1941 in Canada
Events from the year 1941 in Canada.
Incumbents
Crown
- Monarch – George VI
Federal government
- Governor general – Alexander Cambridge
- Prime minister – William Lyon Mackenzie King
- Chief Justice – Lyman Poore Duff
- Parliament – 19th
Provincial governments
Lieutenant governors
- Lieutenant Governor of Alberta – John C. Bowen
- Lieutenant Governor of British Columbia – Eric Hamber then William Culham Woodward
- Lieutenant Governor of Manitoba – Roland Fairbairn McWilliams
- Lieutenant Governor of New Brunswick – William George Clark
- Lieutenant Governor of Nova Scotia – Frederick Francis Mathers
- Lieutenant Governor of Ontario – Albert Edward Matthews
- Lieutenant Governor of Prince Edward Island – Bradford William LePage
- Lieutenant Governor of Quebec – Eugène Fiset
- Lieutenant Governor of Saskatchewan – Archibald Peter McNab
Premiers
- Premier of Alberta – William Aberhart
- Premier of British Columbia – Duff Pattullo then John Hart
- Premier of Manitoba – John Bracken
- Premier of New Brunswick – John McNair
- Premier of Nova Scotia – A.S. MacMillan
- Premier of Ontario – Mitchell Hepburn
- Premier of Prince Edward Island – Thane Campbell
- Premier of Quebec – Adélard Godbout
- Premier of Saskatchewan – William John Patterson
Territorial governments
Commissioners
- Controller of Yukon – George A. Jeckell
- Commissioner of Northwest Territories – Charles Camsell
Events
- January 1: The CBC News Service officially begins operations in English; operations in French begin the following day. Canadian Broadcasting Corporation's board of governors determined that a national news service will assist in reporting the war.

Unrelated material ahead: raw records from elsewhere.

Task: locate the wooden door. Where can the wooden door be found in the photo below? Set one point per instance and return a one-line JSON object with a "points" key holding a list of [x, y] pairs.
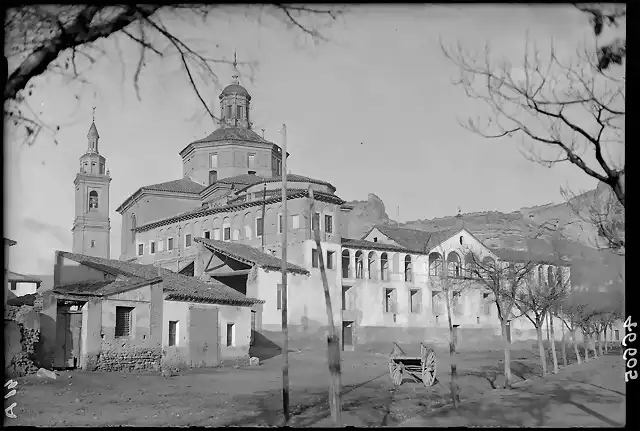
{"points": [[204, 337], [73, 338]]}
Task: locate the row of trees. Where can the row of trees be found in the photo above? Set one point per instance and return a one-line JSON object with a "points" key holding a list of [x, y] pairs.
{"points": [[524, 285]]}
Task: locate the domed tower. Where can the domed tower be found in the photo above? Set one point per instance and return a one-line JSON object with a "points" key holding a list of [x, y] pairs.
{"points": [[91, 226]]}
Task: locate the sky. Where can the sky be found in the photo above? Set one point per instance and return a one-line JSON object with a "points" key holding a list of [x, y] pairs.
{"points": [[371, 110]]}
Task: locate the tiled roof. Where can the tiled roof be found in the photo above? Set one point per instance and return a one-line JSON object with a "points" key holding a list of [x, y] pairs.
{"points": [[14, 276], [177, 286], [239, 204], [249, 255], [360, 243], [183, 185], [417, 240], [233, 134]]}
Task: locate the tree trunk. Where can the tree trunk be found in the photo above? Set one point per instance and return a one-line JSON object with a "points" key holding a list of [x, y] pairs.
{"points": [[507, 355], [452, 352], [543, 354], [574, 341], [553, 345], [564, 349]]}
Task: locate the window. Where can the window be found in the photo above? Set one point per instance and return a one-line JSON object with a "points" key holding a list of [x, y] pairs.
{"points": [[389, 300], [415, 304], [259, 226], [173, 331], [93, 199], [330, 255], [123, 321], [328, 223], [231, 329]]}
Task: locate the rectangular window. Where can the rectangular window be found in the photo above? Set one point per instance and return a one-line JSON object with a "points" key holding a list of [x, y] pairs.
{"points": [[231, 335], [416, 300], [173, 332], [279, 298], [389, 300], [259, 226], [330, 255], [328, 223], [123, 321]]}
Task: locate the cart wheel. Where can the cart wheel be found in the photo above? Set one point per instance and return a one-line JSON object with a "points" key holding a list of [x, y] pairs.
{"points": [[395, 370], [429, 368]]}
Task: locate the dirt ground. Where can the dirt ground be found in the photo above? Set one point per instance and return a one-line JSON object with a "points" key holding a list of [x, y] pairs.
{"points": [[252, 396]]}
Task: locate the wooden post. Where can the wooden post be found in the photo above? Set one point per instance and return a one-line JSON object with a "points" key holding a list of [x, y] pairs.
{"points": [[285, 329], [333, 341]]}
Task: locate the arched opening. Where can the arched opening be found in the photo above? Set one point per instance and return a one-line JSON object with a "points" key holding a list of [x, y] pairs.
{"points": [[346, 262], [93, 199], [384, 267], [372, 266], [453, 264], [407, 269], [435, 264], [134, 225], [359, 264]]}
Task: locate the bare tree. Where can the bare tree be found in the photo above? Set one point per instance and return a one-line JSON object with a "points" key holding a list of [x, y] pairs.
{"points": [[66, 40], [562, 106], [502, 281]]}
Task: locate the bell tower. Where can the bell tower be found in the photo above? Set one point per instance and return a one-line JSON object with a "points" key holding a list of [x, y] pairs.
{"points": [[91, 226]]}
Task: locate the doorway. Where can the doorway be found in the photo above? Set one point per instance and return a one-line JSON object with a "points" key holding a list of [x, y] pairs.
{"points": [[347, 335]]}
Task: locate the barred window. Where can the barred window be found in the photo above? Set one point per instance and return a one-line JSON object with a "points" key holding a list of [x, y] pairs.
{"points": [[123, 321]]}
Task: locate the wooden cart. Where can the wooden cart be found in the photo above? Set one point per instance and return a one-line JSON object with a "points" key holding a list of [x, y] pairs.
{"points": [[421, 368]]}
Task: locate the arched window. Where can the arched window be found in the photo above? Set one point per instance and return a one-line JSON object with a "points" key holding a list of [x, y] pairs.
{"points": [[384, 267], [435, 264], [93, 199], [346, 262], [133, 227], [407, 268], [453, 264], [359, 264]]}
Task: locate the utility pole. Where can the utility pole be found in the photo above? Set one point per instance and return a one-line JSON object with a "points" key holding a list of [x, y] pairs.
{"points": [[285, 329]]}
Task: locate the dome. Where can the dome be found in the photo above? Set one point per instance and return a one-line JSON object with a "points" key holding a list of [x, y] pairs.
{"points": [[235, 88]]}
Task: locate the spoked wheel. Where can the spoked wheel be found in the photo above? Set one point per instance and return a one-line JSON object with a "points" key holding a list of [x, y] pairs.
{"points": [[429, 368], [395, 370]]}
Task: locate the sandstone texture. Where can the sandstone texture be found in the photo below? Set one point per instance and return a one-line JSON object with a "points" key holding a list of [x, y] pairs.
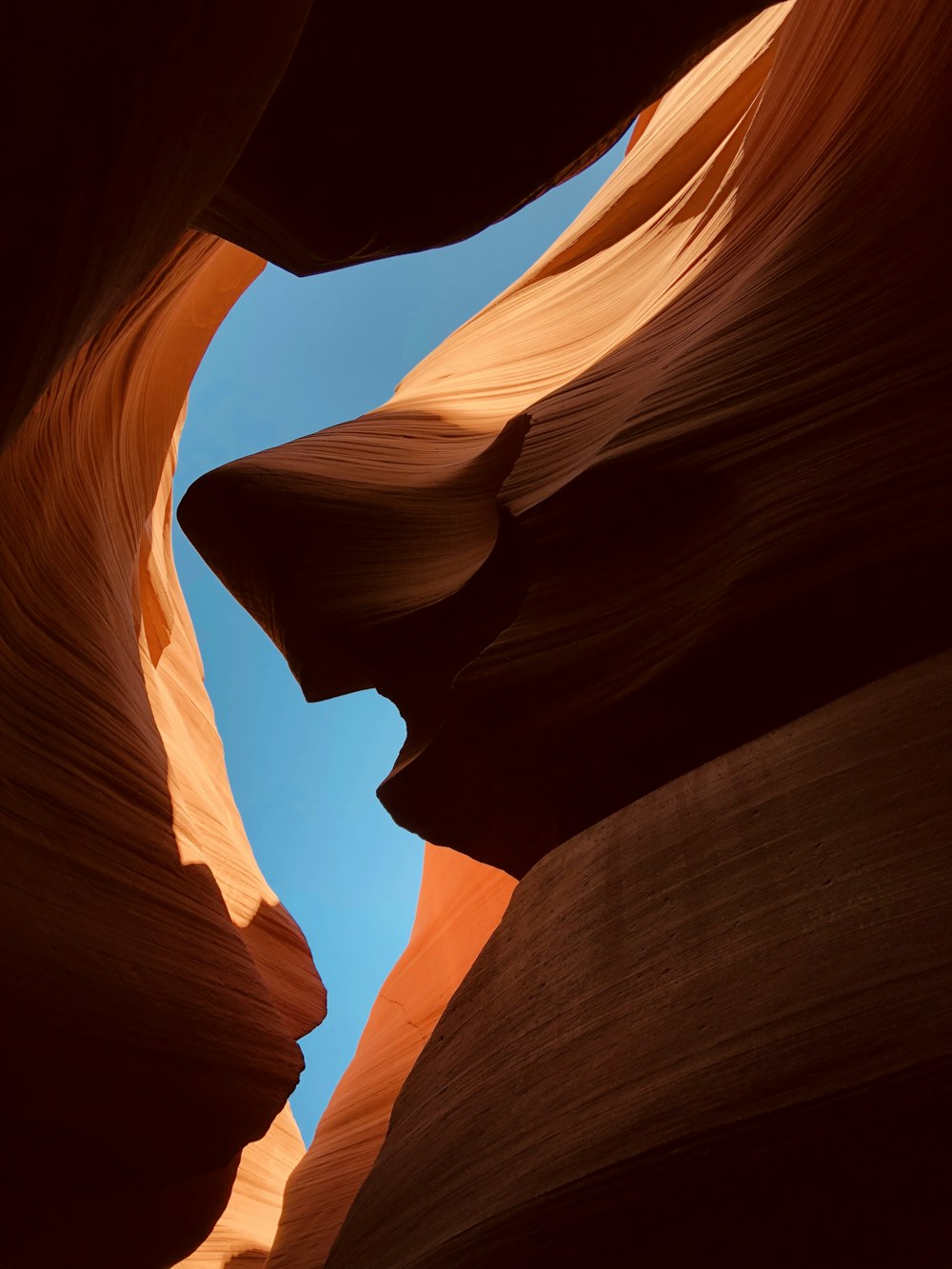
{"points": [[672, 484], [653, 557], [247, 1227], [410, 129], [461, 902], [710, 1029], [152, 983]]}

- March 4: The Royal Canadian Mounted Police begin to register Japanese Canadians; registration is completed by the end of August.
- April 29: Quebec, the last province to exclude women from the legal profession, allow women to practice law. The first Quebec woman lawyer is Elizabeth Monk, who is called to the bar the next year.

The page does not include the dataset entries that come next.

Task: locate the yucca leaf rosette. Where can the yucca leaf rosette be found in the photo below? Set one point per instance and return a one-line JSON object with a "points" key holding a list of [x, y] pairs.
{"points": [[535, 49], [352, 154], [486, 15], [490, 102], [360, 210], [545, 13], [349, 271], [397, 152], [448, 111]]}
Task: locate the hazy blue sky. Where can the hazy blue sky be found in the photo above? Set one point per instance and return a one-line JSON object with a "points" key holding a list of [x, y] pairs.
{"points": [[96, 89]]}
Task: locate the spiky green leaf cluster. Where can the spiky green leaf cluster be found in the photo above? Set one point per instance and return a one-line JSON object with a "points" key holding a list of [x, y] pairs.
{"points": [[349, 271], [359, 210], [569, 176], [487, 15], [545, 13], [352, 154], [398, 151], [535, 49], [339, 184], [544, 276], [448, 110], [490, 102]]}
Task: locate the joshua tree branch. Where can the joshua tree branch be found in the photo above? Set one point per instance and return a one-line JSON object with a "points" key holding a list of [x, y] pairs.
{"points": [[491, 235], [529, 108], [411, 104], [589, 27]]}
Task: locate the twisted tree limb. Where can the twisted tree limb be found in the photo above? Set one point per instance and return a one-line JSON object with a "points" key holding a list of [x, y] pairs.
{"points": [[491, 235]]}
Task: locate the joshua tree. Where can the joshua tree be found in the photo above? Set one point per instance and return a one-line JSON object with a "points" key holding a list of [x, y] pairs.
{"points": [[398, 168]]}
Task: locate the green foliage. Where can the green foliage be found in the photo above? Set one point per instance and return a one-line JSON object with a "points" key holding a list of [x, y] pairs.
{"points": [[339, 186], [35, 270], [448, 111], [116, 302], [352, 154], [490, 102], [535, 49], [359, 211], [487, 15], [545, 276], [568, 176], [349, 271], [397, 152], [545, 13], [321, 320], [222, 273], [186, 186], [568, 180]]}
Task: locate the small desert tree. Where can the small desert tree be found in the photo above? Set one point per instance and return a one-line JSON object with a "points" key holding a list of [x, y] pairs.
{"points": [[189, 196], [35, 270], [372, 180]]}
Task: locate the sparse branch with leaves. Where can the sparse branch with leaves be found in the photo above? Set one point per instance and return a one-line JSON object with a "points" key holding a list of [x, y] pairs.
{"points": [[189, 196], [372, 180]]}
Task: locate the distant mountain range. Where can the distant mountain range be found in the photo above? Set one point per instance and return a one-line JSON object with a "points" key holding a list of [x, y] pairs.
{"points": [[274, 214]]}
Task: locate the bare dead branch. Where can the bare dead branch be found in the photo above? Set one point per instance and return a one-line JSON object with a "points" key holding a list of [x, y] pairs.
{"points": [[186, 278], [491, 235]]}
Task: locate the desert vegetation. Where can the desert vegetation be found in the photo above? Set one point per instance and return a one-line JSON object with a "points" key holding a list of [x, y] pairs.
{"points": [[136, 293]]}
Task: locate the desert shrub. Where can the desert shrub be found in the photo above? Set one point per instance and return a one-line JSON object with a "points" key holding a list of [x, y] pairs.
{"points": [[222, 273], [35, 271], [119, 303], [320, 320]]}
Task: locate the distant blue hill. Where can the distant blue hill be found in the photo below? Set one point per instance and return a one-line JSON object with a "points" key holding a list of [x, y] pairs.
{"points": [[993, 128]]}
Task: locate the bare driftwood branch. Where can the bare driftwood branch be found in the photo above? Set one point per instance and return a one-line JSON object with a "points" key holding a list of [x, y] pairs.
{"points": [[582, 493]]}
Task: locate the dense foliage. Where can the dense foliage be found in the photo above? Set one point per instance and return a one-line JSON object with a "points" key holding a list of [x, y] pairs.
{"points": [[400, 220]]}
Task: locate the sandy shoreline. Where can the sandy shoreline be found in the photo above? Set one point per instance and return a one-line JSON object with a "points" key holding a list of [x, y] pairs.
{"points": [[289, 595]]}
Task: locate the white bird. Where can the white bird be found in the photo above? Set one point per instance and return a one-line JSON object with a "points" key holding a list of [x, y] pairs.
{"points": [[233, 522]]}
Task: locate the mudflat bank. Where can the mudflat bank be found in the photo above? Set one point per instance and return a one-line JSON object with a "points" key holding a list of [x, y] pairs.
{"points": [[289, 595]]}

- July 24: Workers began an illegal strike at the Alcan aluminum complex at Arvida, Quebec, when 700 workers walk off the job. Some 4,500 workers occupy the factory the next day. Minister of Munitions and Supply C.D. Howe says that enemy sabotage was responsible for the work stoppage, and troopers are sent to secure the facility. Work resumes on July 29 as workers and management negotiate, assisted by federal conciliators. A subsequent royal commission rejects the sabotage theory and finds that the strike was the result of worker dissatisfaction with wages and working conditions, as well as a heat wave that occurred immediately before the strike.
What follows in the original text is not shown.